By Nicole Pelletiere
For many moms, being able to stay home with their infant—at least temporarily—sounds like a dream come true. But when you haven’t changed out of your sweats or had a real grown-up conversation in three days, all that time spent at home might start to feel a little bit like a nightmare.
The phenomenon’s known as the baby blues, and it affects up to 80 percent of new moms. Characterized by anxiety, restlessness, and loneliness, the baby blues “can start anywhere from a few days to a month after baby is born,” says Jessica Stebbins, a licensed family therapist in Rockledge, Florida who works with pregnant and post-partum women. (Post-partum depression, on the other hand, can begin as far out as 1 year after childbirth and has more serious symptoms such as hopelessness, changes in sleeping and eating, mood swings, suicidal thoughts, and loss of interest. If you are experiencing any of these, call your doctor about getting treatment.)

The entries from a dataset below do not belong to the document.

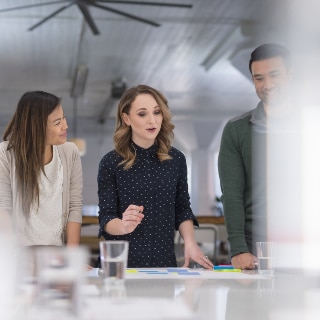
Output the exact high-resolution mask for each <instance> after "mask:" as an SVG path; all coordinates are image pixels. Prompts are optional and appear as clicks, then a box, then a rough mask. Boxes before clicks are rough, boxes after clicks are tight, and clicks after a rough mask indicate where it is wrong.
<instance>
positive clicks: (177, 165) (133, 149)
mask: <svg viewBox="0 0 320 320" xmlns="http://www.w3.org/2000/svg"><path fill="white" fill-rule="evenodd" d="M173 129H174V125H173V123H172V122H171V113H170V111H169V108H168V104H167V99H166V98H165V97H164V96H163V95H162V94H161V93H160V92H159V91H158V90H156V89H154V88H151V87H149V86H146V85H139V86H137V87H133V88H130V89H128V90H127V91H126V92H125V93H124V95H123V96H122V98H121V100H120V102H119V105H118V111H117V120H116V130H115V134H114V143H115V148H114V150H112V151H110V152H109V153H107V154H106V155H105V156H104V157H103V158H102V159H101V161H100V164H99V172H98V195H99V222H100V232H99V237H100V236H101V235H102V236H103V237H104V238H105V239H106V240H127V241H129V259H128V267H130V268H145V267H176V266H177V262H176V257H175V252H174V235H175V230H179V232H180V234H181V236H182V237H183V239H184V243H185V252H184V256H185V263H184V266H185V267H187V266H188V265H189V263H190V262H191V261H195V262H197V263H199V264H200V265H202V266H203V267H204V268H208V269H212V263H211V262H210V260H208V259H207V258H206V257H205V256H204V255H203V253H202V252H201V250H200V248H199V247H198V245H197V243H196V242H195V239H194V229H193V228H194V224H195V225H198V223H197V220H196V219H195V217H194V214H193V212H192V210H191V207H190V198H189V194H188V184H187V166H186V160H185V156H184V155H183V153H182V152H181V151H179V150H177V149H176V148H174V147H173V146H172V140H173V136H174V134H173Z"/></svg>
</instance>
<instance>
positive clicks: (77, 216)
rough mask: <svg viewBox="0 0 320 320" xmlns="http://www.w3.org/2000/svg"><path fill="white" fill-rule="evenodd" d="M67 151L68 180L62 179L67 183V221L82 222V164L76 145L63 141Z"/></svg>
mask: <svg viewBox="0 0 320 320" xmlns="http://www.w3.org/2000/svg"><path fill="white" fill-rule="evenodd" d="M65 145H66V147H67V148H68V151H69V152H70V153H69V155H68V159H67V161H68V167H69V174H70V181H68V182H67V181H64V183H66V184H67V185H69V190H68V193H69V215H68V222H77V223H82V188H83V181H82V164H81V159H80V154H79V152H78V149H77V147H76V146H75V145H74V144H73V143H68V142H67V143H65Z"/></svg>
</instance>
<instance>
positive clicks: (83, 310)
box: [20, 268, 320, 320]
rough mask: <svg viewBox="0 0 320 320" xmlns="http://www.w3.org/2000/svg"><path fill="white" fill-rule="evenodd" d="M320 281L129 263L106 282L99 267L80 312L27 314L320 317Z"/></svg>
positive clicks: (298, 274) (136, 315) (206, 319)
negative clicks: (124, 271) (104, 280)
mask: <svg viewBox="0 0 320 320" xmlns="http://www.w3.org/2000/svg"><path fill="white" fill-rule="evenodd" d="M319 284H320V282H319V275H306V274H298V273H294V272H291V273H285V272H276V273H275V274H274V275H273V276H262V275H260V274H257V273H256V272H254V271H249V272H241V273H236V272H214V271H206V270H203V269H184V270H182V268H176V269H172V268H169V269H127V273H126V280H125V282H124V283H123V284H120V285H118V286H112V287H111V286H109V287H108V286H107V287H103V283H102V280H101V278H100V277H98V275H97V269H94V270H92V271H90V272H88V273H87V277H86V281H85V284H83V286H82V288H81V303H80V305H79V308H80V312H79V314H78V315H77V316H73V315H71V314H68V315H64V316H63V318H62V317H61V316H60V315H59V312H61V310H60V311H59V310H58V309H57V308H52V310H50V312H47V313H42V312H39V310H38V309H34V308H31V309H29V310H28V312H26V313H24V314H23V316H24V317H23V318H24V319H32V320H37V319H41V320H45V319H55V320H56V319H59V317H60V319H63V320H65V319H84V320H87V319H88V320H89V319H90V320H95V319H108V320H110V319H137V320H138V319H139V320H144V319H148V320H150V319H151V320H153V319H165V320H166V319H179V320H181V319H196V320H200V319H201V320H202V319H203V320H207V319H214V320H234V319H236V320H242V319H246V320H253V319H254V320H264V319H272V320H273V319H274V320H286V319H290V320H292V319H293V320H296V319H297V320H298V319H299V320H301V319H302V320H304V319H307V320H315V319H319V314H320V303H319V301H320V285H319ZM20 311H21V310H20ZM24 311H25V310H24ZM20 318H21V315H20Z"/></svg>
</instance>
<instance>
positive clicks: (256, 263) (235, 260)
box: [231, 252, 257, 270]
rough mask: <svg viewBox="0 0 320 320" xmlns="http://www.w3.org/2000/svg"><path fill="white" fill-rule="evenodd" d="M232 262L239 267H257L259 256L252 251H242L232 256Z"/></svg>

Experts say that the baby blues are usually the result of your hormones dropping after you deliver. If it’s just a case of getting adjusted to your new role, you may feel you’re your routine is much less than exciting. Still, there’s some creative ways on making your day-to-day more fulfilling.
Change your routine
Are the days becoming repetitive? Your baby needs structure and routine, but that doesn’t mean you can’t shake things up a little bit. Listen to music and have a dance party with your baby while you clean, or listen to a book on tape while feeding him. Instead of doing laundry during naptime, do something for yourself: Give yourself a quick pedicure, call a friend, or bring the baby monitor into the bathroom while you enjoy a hot bath.
Blog it out
A blog can do more than just chronicle your adventures as a new mom. It’s a great way to share pictures and your baby’s recent milestones with far-away friends and family. Better yet—it’ll give you an outlet to vent on your most stressful days. For more tips, read ours for jump-starting your own blog
Get up and get out
Having the blues is enough—no need to add cabin fever to the mix. Even if the weather’s dreary, plan a few outings each week to look forward to. Take your baby to storytime at the library, or sign up for a mommy-and-me class at your gym or community center.
You’re never too old to make friends—and as Stebbins explains, socializing and getting to know other moms is key to feeling supported. Browse your community website for mommy-and-me classes or meetup.com for postings from moms that meet for get-togethers in your area. There’s also national groups like MOPS (Mothers of Preschoolers) that also welcome new and expecting moms, and Moms Club, where you can set up play groups based on your location and child’s age.